En este canto se puede percibir el ambiente de fe y de oración de la antigua comunidad cristiana y el apóstol recoge su voz y testimonio, imprimiendo al mismo tiempo al himno su impronta.

2. Después de una introducción en la que se da gracias al Padre por la redención (Cf- versículos 12-14), el cántico, que la Liturgia de las Vísperas presenta cada semana, se articula en dos estrofas. La primera celebra a Cristo como «primogénito de toda criatura», es decir, ha sido generado antes de todo ser, afirmando así su eternidad que trasciende el espacio y el tiempo (Cf. versículos 15-18a). Él es la «imagen», el «icono» de Dios que permanece invisible en su misterio. Ésta fue la experiencia de Moisés, quien en su ardiente deseo de contemplar la realidad personal de Dios, escuchó esta respuesta: «Mi rostro no podrás verlo, porque no puede verme el hombre y seguir viviendo» (Éxodo 33, 20; Cf. Juan 14, 8-9).

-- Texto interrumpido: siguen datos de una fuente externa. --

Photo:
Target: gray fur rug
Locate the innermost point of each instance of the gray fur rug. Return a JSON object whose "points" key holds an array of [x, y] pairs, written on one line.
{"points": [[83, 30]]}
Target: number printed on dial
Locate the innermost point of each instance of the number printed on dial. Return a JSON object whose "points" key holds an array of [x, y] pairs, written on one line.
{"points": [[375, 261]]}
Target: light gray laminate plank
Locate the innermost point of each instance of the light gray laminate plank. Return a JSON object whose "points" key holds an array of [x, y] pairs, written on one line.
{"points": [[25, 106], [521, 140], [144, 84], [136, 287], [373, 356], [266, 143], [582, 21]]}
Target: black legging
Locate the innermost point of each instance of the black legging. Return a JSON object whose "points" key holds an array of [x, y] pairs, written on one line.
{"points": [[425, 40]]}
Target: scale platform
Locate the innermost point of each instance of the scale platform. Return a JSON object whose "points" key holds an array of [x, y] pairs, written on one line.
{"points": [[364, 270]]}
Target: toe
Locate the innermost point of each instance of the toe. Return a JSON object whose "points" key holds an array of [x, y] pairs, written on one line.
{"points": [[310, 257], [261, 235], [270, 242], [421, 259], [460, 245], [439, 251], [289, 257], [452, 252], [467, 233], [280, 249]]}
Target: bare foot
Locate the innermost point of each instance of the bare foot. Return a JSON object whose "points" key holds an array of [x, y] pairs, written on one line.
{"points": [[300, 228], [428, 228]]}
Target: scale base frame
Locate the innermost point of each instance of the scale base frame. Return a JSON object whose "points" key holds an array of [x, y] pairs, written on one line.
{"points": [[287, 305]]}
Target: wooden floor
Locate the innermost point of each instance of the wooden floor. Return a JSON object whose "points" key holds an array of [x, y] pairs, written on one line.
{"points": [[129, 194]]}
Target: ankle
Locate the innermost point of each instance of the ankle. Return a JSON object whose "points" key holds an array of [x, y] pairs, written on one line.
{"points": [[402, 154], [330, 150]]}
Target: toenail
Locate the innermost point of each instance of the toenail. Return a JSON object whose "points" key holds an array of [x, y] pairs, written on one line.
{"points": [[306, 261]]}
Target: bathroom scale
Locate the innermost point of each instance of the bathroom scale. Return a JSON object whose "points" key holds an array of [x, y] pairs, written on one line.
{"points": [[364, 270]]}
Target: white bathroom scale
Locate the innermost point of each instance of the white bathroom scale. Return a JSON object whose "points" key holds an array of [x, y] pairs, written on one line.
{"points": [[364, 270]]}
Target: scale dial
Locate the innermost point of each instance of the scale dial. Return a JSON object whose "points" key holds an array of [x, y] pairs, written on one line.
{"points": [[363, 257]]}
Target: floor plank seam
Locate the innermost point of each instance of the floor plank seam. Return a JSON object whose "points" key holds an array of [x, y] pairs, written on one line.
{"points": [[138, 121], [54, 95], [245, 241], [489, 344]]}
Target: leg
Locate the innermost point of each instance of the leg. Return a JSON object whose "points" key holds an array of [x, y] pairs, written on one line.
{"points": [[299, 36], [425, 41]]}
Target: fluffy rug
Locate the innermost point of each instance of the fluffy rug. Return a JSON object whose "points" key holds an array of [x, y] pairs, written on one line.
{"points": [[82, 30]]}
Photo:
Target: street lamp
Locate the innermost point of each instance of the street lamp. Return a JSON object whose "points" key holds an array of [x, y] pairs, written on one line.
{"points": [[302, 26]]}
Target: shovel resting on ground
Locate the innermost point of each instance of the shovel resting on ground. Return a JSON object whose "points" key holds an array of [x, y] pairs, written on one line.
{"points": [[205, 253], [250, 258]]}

Por el contrario, el rostro del Padre creador del universo se hace accesible en Cristo, artífice de la realidad creada: «por medio de Él fueron creadas todas las cosas… y todo se mantiene en Él» (Colosenses 1, 16-17). Cristo, por tanto, por un lado es superior a las realidades creadas, pero por otro, está involucrado en su creación. Por este motivo, puede ser visto como «imagen del Dios invisible», cercano a nosotros a través del acto creativo.

3. La alabanza en honor de Cristo avanza, en la segunda estrofa (Cf. versículos 18b-20), hacia otro horizonte: el de la salvación, la redención, la regeneración de la humanidad creada por Él, pero que al pecar había caído en la muerte.

Ahora la «plenitud» de gracia y de Espíritu Santo que el Padre ha dado al Hijo permite el que, al morir y resucitar, pueda comunicarnos una nueva vida (Cf. versículos 19-20).

4. Él es celebrado, por tanto, como «el primogénito de entre los muertos» (1,18b). Con su «plenitud» divina, pero también con su sangre derramada en la cruz, Cristo «reconcilia» y «hace la paz» entre todas las realidades, celestes y terrestres. De este modo les restituye su situación originaria, recreando la armonía primigenia, querida por Dios según su proyecto de amor y de vida. Creación y redención están, por tanto, ligadas entre sí como etapas de una misma historia de salvación.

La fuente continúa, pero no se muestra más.